Quelques jours plus tard, Phaxi et ses coéquipiers passeront avec brio l’obstacle des quarts de finale en éliminant un club britannique. Tournée de pizzas et de mojitos dans la colocation. Ce nouveau succès satisfait tout le monde. Le sponsor, GamersOrigin, une entreprise spécialisée dans le sport électronique, s’offre une belle exposition médiatique. Les joueurs iront disputer, les 28 et 29 avril, les demi-finales et la finale à Leicester, en Angleterre, où les matches se dérouleront à l’intérieur du Haymarket Theatre devant un public de 900 personnes. Un décor léché et pensé au mieux pour les retransmissions des matches.
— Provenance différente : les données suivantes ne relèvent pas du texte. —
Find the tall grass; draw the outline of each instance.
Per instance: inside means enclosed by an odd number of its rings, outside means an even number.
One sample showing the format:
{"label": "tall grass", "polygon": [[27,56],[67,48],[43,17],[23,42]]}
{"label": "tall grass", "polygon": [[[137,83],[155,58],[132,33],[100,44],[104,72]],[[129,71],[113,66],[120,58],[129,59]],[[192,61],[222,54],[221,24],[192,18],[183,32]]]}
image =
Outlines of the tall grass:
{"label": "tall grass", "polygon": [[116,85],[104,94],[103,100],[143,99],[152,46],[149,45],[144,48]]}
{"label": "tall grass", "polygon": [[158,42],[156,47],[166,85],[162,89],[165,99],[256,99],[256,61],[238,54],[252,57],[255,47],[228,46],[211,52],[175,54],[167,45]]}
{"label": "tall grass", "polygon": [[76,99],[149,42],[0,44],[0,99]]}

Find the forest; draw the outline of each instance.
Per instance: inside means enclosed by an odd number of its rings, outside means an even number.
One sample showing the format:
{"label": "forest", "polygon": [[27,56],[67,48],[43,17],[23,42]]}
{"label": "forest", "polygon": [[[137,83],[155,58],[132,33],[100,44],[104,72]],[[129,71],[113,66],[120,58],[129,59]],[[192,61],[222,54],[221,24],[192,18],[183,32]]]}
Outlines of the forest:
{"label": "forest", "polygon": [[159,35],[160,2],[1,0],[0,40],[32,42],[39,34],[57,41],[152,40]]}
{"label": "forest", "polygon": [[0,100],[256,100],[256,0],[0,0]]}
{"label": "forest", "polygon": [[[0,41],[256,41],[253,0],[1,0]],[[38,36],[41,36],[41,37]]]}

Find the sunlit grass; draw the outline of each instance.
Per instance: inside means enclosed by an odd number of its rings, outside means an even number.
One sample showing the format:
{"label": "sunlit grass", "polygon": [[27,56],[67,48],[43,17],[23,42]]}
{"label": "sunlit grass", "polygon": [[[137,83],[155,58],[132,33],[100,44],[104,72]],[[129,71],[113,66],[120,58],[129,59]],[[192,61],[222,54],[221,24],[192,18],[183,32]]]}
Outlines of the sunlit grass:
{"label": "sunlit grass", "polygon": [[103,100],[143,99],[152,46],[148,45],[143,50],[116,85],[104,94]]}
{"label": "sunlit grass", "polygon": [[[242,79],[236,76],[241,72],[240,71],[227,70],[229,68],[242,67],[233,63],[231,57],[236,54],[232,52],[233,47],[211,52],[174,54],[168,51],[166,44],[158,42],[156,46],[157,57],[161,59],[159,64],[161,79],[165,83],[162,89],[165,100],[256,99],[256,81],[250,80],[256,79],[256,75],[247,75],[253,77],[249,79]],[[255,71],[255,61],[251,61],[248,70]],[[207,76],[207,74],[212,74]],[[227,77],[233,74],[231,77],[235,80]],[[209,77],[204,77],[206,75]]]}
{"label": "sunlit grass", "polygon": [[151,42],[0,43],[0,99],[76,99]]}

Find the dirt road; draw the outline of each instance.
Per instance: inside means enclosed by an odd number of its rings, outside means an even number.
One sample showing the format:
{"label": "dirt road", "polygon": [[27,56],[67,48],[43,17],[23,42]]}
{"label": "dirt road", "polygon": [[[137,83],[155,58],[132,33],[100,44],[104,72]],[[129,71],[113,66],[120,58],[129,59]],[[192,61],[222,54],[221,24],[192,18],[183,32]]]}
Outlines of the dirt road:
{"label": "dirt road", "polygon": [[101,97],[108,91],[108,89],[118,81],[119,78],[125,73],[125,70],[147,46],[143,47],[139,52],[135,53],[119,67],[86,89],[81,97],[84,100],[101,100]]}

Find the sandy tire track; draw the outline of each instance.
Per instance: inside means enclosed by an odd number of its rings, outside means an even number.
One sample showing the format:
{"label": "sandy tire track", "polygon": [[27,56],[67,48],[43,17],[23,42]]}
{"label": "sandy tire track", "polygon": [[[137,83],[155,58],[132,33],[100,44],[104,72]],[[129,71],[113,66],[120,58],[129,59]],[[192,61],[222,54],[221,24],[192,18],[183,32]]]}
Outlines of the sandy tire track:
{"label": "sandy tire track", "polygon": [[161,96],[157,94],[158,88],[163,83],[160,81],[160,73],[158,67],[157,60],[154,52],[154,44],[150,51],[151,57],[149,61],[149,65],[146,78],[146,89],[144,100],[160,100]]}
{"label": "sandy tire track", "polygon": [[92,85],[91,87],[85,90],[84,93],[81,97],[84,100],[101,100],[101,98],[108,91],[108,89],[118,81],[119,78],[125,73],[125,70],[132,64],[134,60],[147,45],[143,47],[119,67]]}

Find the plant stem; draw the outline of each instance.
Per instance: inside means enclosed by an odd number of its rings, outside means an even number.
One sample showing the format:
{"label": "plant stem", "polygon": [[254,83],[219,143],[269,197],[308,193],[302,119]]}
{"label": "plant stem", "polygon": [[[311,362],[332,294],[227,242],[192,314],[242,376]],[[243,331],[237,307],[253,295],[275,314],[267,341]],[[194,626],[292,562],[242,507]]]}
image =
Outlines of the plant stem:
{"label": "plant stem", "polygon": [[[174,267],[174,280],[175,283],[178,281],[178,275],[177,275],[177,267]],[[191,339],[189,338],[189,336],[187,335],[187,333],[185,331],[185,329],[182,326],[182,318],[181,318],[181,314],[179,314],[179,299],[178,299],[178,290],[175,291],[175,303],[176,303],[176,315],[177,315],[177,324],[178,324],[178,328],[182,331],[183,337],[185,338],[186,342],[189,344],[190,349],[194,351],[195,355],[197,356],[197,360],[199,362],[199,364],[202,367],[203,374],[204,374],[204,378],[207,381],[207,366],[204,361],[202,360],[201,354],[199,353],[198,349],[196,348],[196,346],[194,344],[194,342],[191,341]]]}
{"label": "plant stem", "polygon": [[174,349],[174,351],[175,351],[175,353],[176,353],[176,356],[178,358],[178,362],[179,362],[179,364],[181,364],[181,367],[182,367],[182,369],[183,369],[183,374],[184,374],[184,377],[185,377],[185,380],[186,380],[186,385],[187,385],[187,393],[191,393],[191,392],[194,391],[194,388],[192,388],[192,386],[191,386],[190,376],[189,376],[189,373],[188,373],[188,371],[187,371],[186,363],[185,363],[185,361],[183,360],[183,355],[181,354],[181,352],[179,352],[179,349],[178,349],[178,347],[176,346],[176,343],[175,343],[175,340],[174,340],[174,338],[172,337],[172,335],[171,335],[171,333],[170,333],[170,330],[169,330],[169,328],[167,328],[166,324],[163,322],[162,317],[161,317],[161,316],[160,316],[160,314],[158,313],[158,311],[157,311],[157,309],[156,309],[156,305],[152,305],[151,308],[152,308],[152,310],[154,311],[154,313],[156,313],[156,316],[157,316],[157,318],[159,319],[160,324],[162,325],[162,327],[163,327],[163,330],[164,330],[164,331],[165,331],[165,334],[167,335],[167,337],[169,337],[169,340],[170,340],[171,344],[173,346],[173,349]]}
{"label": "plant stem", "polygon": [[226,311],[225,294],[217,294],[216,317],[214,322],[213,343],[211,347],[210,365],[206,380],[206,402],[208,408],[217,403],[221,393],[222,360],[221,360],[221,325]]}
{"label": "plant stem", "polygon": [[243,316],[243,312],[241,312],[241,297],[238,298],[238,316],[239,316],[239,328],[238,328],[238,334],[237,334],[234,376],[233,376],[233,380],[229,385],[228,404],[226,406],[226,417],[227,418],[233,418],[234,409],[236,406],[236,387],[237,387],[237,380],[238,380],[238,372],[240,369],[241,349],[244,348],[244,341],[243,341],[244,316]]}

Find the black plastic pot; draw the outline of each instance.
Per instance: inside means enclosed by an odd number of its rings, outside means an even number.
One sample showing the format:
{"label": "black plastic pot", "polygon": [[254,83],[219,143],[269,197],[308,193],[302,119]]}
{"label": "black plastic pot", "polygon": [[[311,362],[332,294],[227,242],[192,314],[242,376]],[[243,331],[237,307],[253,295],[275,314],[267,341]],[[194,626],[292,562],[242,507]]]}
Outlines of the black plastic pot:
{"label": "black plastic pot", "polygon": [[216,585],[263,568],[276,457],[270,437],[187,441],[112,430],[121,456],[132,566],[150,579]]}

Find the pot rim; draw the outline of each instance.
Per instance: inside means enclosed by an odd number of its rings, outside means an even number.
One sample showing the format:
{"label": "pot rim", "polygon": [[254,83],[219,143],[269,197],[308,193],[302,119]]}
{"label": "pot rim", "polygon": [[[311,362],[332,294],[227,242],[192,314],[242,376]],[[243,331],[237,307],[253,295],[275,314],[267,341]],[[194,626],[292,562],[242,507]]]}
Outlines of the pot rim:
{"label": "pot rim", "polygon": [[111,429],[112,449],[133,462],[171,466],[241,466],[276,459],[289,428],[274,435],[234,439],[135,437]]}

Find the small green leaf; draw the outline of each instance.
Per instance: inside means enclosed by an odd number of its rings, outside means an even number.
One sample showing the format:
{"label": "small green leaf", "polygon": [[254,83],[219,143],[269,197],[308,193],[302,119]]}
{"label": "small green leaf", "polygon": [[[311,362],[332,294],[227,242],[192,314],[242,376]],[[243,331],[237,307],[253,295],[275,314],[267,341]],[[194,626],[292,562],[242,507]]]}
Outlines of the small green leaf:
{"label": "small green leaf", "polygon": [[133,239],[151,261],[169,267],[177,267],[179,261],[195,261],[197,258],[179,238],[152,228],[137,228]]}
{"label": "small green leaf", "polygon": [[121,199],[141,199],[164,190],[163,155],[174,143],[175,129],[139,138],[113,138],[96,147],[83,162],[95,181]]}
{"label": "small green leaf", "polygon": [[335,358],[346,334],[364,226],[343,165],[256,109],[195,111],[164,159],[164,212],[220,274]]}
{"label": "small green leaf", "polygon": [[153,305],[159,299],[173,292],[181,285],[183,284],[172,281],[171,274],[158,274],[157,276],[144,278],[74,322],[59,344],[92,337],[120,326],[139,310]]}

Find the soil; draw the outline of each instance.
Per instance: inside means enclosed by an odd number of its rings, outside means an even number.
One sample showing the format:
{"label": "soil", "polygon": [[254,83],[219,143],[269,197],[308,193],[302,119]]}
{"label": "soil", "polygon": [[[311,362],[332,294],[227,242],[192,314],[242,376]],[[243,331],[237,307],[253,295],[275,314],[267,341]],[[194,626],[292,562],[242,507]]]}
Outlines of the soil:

Comme les autres, Tonerre, 20 ans, seul Français de l’équipe, rêve d’y décrocher une place en LCS. «J’ai commencé à jouer quand j’avais 14-15 ans. J’ai tout de suite aimé. J’étais un timide et le jeu m’a permis de m’affirmer. Mais on sait tous que les carrières sont éphémères.»


Brokenshard, entraîneur d’e-sport: «Ils veulent tous montrer leur talent, mais gagneront seulement en équipe»

Le Temps: Comment devient-on coach d'e-sport?

Brokenshard: J’ai d’abord été moi-même un joueur professionnel. Je jouais au poste de jungler, qui consiste à tuer des monstres dans la jungle, une région de la carte du jeu, et à soutenir ses coéquipiers dans différentes actions. J’ai eu la chance de jouer en LCS, le plus haut niveau européen. A la fin de ma carrière de joueur, j’avais envie de rester dans l'e-sport et c’est comme ça que je suis devenu coach.

«League of Legends» est un jeu où les joueurs doivent collaborer au mieux pour gagner. Comment procédez-vous pour créer un vrai collectif dans votre équipe?

Les joueurs n’ont pas besoin d’être les meilleurs amis du monde, mais ils doivent se respecter les uns les autres pour que ça marche. Le plus important, dans mon travail, est de comprendre les joueurs pour les faire travailler ensemble. Ils veulent tous montrer leur talent, mais ils gagneront seulement en équipe. Je ne vais pas parler de la même façon à Toaster ou à Tynx, qui n’ont pas le même caractère, ni la même expérience.

Comment préparez-vous un match sur le plan tactique?

Avant une partie importante, nous allons jouer des matches amicaux contre d’autres équipes professionnelles pour préparer et mettre au point des stratégies. Nous apprenons en pratiquant notre jeu et en créant notre propre identité plutôt qu’en copiant le style des autres. Il y a des héros que d’autres équipes ne choisissent pas dans le jeu car ils sont réputés moins forts, mais que nous aimons utiliser pour surprendre l’adversaire et coller au mieux à nos qualités.

Que dites-vous à vos joueurs avant un match important?

Je fais un petit discours pour les motiver et leur enlever du stress. Je leur dis aussi que si nous jouons comme nous savons le faire, nous sommes parmi les meilleures équipes européennes. Il ne faut pas douter.